At the store we just see the red heart in the center, but in the field we see the other leafy material that is part radicchio, too. The outer leaves, which are green, often lie open, the purple ones next tier in that are also somewhat opened, then finally there’s the tighter purple-red head in the center, looking something like a cabbage, only smaller. Radicchio, however, is not a cabbage, but a chicory, closer kin to lettuce, Jerusalem artichokes, and salsify —all members of the daisy, or aster family, Asteraceae. All of the plants in this family produce flowers that are daisy like in form. During the summer radicchio doesn’t look so interesting in my garden, but the minute the weather turns cool, it starts to turn that seductive dark purple red that makes it irresistible. As dramatic as radicchio is in a salad, I adore it when it’s seared in a skillet and covered with Gorgonzola or another blue cheese. As it’s color fades to brown, its flavor swells and sweetens. I add the cheese once the wedges have been turned then let it soften and ooze into the leaves. Freshly cracked pepper finishes the dish and maybe a little splash of aged red wine vinegar. It’s the winter food I eat often and adore each time I do.
Seared Radicchio with Blue Cheese for 2, or even 1
1 head of radicchio di Chioggia (about the size of a grapefruit)
Slices or small chunks of blue cheese
Sea salt and freshly ground pepper
Cut the radicchio into 6 or 8 wedges, keeping them joined at the base so they don’t fall apart. But even if they do, don’t hesitate to use them.

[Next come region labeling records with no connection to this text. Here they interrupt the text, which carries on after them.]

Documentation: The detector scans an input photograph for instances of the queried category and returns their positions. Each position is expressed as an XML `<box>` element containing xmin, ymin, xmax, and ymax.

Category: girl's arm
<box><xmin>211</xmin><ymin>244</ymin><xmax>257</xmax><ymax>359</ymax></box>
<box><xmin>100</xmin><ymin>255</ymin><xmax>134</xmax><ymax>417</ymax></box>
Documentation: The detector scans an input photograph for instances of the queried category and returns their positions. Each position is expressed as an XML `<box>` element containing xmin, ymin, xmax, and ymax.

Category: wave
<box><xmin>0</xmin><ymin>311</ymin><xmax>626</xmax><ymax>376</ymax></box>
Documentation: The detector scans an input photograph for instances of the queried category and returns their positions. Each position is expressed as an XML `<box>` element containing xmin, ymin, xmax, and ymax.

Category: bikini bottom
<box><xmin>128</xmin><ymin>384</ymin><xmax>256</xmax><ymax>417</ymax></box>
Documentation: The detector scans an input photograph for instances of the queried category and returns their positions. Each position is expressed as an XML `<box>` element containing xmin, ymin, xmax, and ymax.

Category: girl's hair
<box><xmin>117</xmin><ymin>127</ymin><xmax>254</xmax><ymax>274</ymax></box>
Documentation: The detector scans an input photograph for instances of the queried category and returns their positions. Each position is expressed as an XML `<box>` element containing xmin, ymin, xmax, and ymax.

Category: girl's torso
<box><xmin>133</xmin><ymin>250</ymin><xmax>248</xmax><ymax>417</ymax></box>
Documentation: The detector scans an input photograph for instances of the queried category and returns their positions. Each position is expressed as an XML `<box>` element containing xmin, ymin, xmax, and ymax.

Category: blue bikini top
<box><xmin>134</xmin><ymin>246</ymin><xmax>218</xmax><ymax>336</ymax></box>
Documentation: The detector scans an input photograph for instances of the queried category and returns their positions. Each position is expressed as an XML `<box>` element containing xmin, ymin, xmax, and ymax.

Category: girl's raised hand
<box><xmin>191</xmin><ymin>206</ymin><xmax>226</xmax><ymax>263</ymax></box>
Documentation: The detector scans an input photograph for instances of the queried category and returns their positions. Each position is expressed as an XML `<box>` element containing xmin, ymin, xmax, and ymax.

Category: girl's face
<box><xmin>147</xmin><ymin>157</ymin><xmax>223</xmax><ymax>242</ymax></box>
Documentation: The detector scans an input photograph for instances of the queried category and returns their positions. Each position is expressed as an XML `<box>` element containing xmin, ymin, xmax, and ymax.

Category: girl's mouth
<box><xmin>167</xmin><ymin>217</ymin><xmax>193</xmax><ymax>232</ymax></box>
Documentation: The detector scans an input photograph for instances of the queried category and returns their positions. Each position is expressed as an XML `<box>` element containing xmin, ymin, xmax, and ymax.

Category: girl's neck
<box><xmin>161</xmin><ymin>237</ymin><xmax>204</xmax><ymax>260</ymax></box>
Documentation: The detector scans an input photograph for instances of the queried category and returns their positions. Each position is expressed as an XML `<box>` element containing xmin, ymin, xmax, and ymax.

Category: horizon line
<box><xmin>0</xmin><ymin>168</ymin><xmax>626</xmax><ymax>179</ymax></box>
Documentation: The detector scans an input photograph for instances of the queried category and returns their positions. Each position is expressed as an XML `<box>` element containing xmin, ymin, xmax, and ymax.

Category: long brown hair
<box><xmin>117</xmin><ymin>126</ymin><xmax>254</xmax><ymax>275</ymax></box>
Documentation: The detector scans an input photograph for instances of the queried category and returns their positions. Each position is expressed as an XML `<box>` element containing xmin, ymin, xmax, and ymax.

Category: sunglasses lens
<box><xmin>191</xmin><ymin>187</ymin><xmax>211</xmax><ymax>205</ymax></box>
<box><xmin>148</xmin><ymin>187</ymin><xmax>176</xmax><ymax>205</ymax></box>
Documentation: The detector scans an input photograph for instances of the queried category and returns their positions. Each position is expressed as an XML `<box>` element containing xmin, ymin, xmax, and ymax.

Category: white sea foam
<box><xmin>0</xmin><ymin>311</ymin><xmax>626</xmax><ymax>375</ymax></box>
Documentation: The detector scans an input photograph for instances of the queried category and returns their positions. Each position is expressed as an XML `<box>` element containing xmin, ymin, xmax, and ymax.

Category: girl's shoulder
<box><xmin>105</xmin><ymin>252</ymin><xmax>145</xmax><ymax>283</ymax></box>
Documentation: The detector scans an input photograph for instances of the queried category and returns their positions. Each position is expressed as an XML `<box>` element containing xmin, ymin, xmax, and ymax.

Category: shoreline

Coat a cast iron skillet or grill pan with olive oil. When the oil is hot, add the wedges of radicchio and season with them with salt. With the pan being hot but the heat only medium-high, cook until the wedges are browned on the bottom, then turn, adding a little more oil if needed and another few pinches of salt. Lay the cheese over the top, season with freshly ground pepper, and cover the pan. Cook until the leaves are browned all the way through and the cheese has softened, a matter of a few minutes. Remove to a plate and eat as is, or with a dash of vinegar. You can eat this over polenta, too, or with pasta, and it’s delicious paired with roasted winter squash.